Fortunately, there are a number of steps you can take to minimise the chances of your woodwind instrument(s) suffering damage as much as possible:
Hire a reputable removals company
The first and most obvious step in protecting your woodwind instruments is ensuring that the company you hire to transport them alongside your other possessions is up to the task. Choosing a well-reviewed, reputable house removals company with a good reputation for handling delicate items (such as antique furniture or ceramics) gives your instruments the best possible chance of surviving your move.
You should also pay particular attention to the vehicles and equipment your chosen removals company uses. Vehicles fitted with specialist equipment for transporting delicate items, such as tie-down straps and lift gates, should work best.
Make your needs known
Even the best removals company around can't be expected to give your clarinet all the protection it requires if they don't know they're transporting it, so you should make sure that they are well aware that they will be transporting delicate instruments. Your instruments should be included in your full inventory of goods, and any packing materials you use to protect them should be clearly marked as fragile.

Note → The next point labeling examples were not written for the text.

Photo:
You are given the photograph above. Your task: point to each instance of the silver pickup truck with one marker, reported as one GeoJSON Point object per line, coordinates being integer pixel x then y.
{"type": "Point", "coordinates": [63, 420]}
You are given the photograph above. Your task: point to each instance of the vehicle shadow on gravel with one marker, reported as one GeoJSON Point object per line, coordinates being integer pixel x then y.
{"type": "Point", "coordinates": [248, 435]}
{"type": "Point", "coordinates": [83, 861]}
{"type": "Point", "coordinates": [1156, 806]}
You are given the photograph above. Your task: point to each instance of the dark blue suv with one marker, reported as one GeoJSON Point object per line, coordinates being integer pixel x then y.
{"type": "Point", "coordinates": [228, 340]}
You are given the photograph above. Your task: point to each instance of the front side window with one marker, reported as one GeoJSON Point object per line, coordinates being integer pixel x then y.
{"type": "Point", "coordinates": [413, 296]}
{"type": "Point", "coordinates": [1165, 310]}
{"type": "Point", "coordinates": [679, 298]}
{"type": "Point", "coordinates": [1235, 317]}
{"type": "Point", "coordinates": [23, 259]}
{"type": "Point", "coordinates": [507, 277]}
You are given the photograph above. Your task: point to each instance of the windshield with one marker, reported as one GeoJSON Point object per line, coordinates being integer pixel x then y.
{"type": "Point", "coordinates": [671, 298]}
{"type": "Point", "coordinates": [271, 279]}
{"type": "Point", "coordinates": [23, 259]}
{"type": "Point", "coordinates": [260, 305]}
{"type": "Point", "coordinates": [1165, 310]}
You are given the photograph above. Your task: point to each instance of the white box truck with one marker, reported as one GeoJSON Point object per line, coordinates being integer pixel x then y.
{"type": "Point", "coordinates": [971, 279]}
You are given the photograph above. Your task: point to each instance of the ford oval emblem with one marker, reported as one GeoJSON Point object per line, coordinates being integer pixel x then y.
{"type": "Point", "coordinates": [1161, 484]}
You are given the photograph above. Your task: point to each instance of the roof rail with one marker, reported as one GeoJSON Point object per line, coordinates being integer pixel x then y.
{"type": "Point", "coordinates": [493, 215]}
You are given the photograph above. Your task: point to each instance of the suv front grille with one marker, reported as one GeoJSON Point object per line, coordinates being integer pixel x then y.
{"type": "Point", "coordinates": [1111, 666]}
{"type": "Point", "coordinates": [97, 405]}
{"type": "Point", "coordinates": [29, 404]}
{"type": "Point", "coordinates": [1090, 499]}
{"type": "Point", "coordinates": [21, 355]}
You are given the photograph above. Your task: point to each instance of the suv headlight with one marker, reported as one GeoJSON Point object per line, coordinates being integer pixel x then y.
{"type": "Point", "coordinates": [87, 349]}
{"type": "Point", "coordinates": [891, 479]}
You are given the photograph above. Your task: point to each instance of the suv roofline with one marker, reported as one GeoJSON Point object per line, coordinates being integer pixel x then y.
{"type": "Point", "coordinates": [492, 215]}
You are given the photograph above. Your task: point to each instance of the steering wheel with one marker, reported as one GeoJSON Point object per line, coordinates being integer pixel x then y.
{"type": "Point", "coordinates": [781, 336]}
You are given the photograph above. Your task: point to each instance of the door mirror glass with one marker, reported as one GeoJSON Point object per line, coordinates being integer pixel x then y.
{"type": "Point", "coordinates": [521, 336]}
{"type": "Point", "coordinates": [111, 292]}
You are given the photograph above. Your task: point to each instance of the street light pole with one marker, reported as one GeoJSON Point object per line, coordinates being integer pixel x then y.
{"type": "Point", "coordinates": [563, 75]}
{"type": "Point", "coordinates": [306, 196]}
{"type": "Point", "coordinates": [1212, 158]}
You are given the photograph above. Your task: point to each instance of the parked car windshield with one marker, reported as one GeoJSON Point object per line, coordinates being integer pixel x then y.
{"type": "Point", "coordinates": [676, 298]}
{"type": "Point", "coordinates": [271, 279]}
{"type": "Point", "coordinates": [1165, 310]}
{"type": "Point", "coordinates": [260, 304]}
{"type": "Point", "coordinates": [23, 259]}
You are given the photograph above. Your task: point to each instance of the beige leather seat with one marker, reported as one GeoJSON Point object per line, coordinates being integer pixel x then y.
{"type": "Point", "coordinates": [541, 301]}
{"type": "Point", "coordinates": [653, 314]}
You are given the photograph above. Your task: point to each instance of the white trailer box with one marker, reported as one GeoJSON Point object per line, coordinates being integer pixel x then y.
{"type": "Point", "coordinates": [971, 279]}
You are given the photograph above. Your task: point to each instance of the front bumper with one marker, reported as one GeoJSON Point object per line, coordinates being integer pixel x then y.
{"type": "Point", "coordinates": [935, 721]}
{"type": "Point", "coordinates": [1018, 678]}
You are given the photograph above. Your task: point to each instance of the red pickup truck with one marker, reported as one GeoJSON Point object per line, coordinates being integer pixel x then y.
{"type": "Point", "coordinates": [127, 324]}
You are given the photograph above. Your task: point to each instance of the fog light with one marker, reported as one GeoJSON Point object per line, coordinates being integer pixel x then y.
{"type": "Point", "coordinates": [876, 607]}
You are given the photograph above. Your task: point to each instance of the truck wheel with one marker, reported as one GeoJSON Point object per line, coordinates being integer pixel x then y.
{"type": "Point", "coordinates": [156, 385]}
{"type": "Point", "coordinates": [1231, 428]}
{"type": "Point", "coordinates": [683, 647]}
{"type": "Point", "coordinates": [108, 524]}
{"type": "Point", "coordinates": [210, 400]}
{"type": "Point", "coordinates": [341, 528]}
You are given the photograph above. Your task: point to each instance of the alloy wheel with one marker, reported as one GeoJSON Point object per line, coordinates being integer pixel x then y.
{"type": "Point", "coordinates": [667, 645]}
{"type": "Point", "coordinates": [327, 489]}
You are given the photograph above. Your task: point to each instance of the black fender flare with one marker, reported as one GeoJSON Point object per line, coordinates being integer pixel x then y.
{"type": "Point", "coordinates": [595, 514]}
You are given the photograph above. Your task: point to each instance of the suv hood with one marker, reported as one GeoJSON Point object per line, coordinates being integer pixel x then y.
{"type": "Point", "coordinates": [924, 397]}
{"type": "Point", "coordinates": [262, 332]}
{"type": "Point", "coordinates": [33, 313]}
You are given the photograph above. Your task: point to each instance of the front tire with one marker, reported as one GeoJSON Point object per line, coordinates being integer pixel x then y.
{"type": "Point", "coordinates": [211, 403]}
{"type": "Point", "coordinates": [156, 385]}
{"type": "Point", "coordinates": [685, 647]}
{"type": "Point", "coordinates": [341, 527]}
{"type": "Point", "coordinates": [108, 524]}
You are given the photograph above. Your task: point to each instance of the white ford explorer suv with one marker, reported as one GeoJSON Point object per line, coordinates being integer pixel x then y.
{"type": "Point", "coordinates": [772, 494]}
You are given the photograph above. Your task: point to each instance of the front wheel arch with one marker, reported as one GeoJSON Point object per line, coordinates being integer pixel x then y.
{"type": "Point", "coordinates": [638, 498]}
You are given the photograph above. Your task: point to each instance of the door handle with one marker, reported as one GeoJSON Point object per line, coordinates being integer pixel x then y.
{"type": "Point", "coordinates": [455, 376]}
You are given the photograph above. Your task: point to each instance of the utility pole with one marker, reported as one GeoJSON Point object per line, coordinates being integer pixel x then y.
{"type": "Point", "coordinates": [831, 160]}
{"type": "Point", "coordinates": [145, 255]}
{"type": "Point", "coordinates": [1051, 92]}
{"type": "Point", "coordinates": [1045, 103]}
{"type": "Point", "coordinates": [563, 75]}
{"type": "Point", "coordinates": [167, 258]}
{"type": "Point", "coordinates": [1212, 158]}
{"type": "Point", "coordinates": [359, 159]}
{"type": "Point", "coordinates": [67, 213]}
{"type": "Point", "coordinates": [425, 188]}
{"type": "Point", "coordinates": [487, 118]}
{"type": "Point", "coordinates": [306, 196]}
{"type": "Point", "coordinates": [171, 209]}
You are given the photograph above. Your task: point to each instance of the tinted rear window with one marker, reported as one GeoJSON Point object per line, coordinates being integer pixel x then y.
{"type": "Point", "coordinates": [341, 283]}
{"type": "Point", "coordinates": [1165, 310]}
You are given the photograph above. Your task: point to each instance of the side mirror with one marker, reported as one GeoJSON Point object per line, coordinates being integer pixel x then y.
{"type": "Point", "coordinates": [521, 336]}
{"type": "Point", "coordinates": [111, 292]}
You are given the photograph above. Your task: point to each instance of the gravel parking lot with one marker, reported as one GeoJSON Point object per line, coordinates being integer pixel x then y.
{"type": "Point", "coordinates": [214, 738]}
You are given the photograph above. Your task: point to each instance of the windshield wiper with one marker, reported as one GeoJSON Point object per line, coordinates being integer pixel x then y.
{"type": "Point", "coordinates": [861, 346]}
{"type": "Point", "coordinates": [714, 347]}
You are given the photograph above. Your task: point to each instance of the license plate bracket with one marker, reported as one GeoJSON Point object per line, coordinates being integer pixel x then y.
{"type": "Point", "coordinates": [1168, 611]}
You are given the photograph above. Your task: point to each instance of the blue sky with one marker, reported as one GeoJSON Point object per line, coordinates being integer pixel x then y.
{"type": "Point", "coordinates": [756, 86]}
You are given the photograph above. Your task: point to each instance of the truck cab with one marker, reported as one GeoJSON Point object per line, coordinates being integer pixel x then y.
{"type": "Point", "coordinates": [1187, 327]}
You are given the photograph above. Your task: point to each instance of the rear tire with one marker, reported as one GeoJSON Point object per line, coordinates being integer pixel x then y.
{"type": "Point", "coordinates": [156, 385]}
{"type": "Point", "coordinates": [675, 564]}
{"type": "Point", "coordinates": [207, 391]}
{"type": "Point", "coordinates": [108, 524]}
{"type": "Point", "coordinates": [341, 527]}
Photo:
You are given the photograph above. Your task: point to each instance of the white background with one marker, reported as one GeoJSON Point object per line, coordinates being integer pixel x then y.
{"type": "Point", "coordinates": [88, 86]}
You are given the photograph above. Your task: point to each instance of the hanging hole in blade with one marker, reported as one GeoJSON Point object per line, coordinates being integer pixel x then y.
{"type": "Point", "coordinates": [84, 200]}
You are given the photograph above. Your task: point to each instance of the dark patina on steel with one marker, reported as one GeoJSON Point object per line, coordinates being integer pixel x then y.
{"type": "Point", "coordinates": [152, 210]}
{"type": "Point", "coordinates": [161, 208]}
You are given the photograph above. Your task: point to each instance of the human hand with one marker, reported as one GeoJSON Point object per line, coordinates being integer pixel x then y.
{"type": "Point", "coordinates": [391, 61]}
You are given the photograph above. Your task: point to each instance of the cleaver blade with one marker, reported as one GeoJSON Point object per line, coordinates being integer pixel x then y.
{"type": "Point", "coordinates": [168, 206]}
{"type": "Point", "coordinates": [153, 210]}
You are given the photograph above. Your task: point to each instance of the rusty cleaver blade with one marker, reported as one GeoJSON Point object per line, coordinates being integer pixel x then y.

Pack your instruments safely
Protecting your instrument(s) by packing them in protective packing supplies will also be a great help for preventing physical damage. If you possess dedicated carrying cases for your instruments, they are a good first step, but you should augment the protection they provide by wrapping your instruments in protective padding, such as foam sheeting and bubble wrap. Pay particular attention to the mouthpiece and keys of your instrument (making sure to remove the reed beforehand) and pack the bell tightly with polystyrene or similar materials to prevent crushing.
Choose your route carefully
If your instruments are set for a longer journey, for instance if you are moving to another state, you should plan the route your removals company's vehicles will take carefully. Sticking to smooth highways and avoiding winding and/or poorly paved rural roads will minimise bumps and vibrations and give your instruments maximum protection. Be prepared to pay a little extra if avoiding these roads means taking a longer route than the shortest possible route.